Nor would it be proper to conclude from Matthew 16:19 that Christian ministers make decisions on forgiving sins that heaven is then called on to ratify. This text is speaking of the keys (or means of opening or unlocking knowledge) of the kingdom of the heavens and the opportunity to enter it. Peter used the first of these keys in unlocking this knowledge to the Jews at Pentecost. Three and a half years later he was directed by heavenly decision to unlock knowledge of this opportunity to the Gentile Cornelius and his household.—Acts, chapters 2, 10.
The pronoun “you” in the Greek text at Matthew 16:19 is singular, addressed to Peter, and the keys were used by him alone. Properly the New World Translation renders it in harmony with the Greek text and in accord with the Biblical principle of the supremacy of God, saying: “Whatever you may bind on earth will have been bound in the heavens, and whatever you may loose on earth will have been loosed in the heavens.”
Matthew 18:18 contains a similar statement, but with the plural pronoun “you.” Here the preceding verses show that the matter being discussed involves a decision on the part of the older men in the congregation on retaining in or expelling from the congregation an individual who has sinned against his brother. But here, too, the matter is already decided upon in heaven. How so?
Christian overseers are appointed by God’s holy spirit, in that they are designated such by the organization on which God’s spirit operates, in harmony with the inspired requirements for overseers found in the Bible and in view of the fact that their life gives evidence of the fruits of God’s spirit. (Acts 20:28) It is this same holy spirit that makes possible the forgiveness of sins. (John 20:22, 23) The spirit-filled Christian overseer knows what decisions have been made in heaven on the matter of forgiveness, because these decisions are recorded in the Bible, and he knows that those righteous principles continue to apply and govern cases of wrongdoing today. (Matt. 18:15-17; Luke 24:27; Gal. 6:1) Consequently, he is called upon to apply the Bible principles to the case at hand, and whatever decision in accord with that written Word he may now make binding on the individuals concerned is the decision already bound in heaven.
This is in accord with the counsel found in James 5:14-16: “Is there anyone sick among you?

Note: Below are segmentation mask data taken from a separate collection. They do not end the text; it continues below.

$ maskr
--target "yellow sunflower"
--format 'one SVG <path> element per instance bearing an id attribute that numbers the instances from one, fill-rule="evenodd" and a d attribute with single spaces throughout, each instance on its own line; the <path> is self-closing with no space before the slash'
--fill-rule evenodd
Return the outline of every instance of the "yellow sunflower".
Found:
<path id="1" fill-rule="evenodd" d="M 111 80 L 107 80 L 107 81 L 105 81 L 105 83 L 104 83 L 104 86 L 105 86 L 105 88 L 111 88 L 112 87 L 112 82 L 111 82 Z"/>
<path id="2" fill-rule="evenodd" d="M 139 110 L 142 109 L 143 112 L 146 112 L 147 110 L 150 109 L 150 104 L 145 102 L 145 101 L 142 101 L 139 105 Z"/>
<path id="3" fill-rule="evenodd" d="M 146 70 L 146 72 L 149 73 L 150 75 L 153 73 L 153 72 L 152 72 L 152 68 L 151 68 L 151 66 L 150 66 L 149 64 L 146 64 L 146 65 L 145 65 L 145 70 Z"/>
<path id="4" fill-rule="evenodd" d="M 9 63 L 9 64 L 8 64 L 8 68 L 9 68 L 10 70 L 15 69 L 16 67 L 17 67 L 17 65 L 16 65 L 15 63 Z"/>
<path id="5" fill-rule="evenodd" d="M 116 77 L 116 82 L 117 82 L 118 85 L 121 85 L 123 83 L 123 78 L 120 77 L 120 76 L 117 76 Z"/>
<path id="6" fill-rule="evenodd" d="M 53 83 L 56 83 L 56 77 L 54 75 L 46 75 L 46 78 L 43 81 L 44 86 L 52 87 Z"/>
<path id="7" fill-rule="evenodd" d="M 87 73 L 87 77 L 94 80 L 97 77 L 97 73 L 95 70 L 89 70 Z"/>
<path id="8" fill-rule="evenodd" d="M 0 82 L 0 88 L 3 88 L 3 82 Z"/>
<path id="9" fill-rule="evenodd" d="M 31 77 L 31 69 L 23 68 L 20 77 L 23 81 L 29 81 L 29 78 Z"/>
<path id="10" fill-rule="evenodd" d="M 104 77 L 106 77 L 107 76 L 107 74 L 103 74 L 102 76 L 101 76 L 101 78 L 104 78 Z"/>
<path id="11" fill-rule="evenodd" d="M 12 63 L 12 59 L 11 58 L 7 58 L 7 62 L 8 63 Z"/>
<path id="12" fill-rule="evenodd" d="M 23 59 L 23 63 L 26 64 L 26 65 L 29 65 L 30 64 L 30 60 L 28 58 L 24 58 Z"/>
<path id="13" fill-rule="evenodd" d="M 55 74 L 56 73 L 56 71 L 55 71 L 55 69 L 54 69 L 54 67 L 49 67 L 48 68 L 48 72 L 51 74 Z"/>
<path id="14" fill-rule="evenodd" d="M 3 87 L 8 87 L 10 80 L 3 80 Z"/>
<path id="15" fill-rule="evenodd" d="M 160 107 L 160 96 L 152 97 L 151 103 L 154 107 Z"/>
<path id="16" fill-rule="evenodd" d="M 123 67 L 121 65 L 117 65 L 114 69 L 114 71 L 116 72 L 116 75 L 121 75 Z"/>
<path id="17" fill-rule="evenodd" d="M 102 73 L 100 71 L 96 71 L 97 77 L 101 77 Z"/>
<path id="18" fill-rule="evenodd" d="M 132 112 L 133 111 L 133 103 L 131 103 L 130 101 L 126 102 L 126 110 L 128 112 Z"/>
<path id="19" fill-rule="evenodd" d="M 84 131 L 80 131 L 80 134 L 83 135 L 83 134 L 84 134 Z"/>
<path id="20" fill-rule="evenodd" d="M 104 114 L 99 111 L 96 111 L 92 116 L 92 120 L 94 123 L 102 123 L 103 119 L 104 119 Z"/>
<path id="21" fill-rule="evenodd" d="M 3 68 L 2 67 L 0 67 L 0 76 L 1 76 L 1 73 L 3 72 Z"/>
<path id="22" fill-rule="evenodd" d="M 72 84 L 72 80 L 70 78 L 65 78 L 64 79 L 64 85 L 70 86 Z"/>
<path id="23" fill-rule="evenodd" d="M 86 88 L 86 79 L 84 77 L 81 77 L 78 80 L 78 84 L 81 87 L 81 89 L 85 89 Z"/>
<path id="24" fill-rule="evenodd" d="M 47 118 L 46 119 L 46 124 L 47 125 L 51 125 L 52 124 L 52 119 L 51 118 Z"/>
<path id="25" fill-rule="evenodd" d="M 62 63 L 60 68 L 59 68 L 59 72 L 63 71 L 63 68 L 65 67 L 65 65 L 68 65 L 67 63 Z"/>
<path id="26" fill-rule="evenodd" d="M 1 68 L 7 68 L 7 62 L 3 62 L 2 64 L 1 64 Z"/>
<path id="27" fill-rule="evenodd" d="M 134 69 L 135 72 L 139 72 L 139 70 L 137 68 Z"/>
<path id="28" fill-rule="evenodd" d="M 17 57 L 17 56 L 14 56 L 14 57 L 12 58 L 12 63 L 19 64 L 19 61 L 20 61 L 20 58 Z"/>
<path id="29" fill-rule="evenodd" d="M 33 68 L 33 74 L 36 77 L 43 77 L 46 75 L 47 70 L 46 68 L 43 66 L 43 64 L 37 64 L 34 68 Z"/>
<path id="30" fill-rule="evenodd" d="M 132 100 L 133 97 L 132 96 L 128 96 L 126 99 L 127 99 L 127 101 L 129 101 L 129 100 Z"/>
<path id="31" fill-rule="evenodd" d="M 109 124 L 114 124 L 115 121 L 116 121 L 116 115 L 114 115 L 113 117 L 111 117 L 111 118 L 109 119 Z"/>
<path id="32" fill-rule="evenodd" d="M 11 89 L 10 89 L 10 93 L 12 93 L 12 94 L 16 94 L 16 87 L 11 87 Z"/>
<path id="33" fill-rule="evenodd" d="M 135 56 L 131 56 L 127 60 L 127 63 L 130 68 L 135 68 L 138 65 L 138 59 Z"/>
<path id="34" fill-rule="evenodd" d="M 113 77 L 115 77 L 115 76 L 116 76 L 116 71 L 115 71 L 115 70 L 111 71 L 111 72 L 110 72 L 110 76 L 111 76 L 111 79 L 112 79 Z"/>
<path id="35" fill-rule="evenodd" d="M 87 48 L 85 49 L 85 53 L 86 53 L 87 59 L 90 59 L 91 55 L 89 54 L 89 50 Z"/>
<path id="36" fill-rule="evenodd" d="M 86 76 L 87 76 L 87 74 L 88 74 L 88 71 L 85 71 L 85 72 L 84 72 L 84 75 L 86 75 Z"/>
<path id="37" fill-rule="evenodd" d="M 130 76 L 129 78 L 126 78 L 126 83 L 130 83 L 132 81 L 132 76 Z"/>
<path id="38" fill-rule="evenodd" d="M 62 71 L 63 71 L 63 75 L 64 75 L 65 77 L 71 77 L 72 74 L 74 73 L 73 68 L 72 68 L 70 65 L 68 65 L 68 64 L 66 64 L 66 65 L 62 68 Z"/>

Let him call the older men of the congregation to him, and let them pray over him, rubbing him with oil in the name of Jehovah. And the prayer of faith will make the indisposed one well, and Jehovah will raise him up. Also if he has committed sins, it will be forgiven him. Therefore openly confess your sins to one another and pray for one another, that you may get healed.” This in no wise describes Catholic auricular confession. It is sound counsel for Christians who become spiritually sick to seek the help of mature men of the congregation, openly confessing their sin. These older men are not authorized to inquire minutely into every aspect of the individual’s private life.
The erring person has become so sick spiritually that he no longer feels that his prayer has effect. So the mature overseer, having faithfully applied the soothing oil of God’s Word and strengthened with it the one seeking help, aids him by expressing for him his request to God for forgiveness. It is His forgiveness that counts. “I have acknowledged my sin to thee: and my injustice I have not concealed. I said I will confess against myself my injustice to the Lord. And thou hast forgiven the wickedness of my sin.” (Ps. 31:5, Dy) The overseer does not presume to take the role of God, nor to be the mediator between God and men. Rather, as a loving Christian brother, he approaches God in prayer along with the spiritually sick one, doing so through the one Mediator Christ Jesus, and faithfully pointing out Jehovah’s loving provision for forgiveness. It is Jehovah who restores the truly repentant one.
Do you confess your sins? You should, but do it in the way the Bible instructs.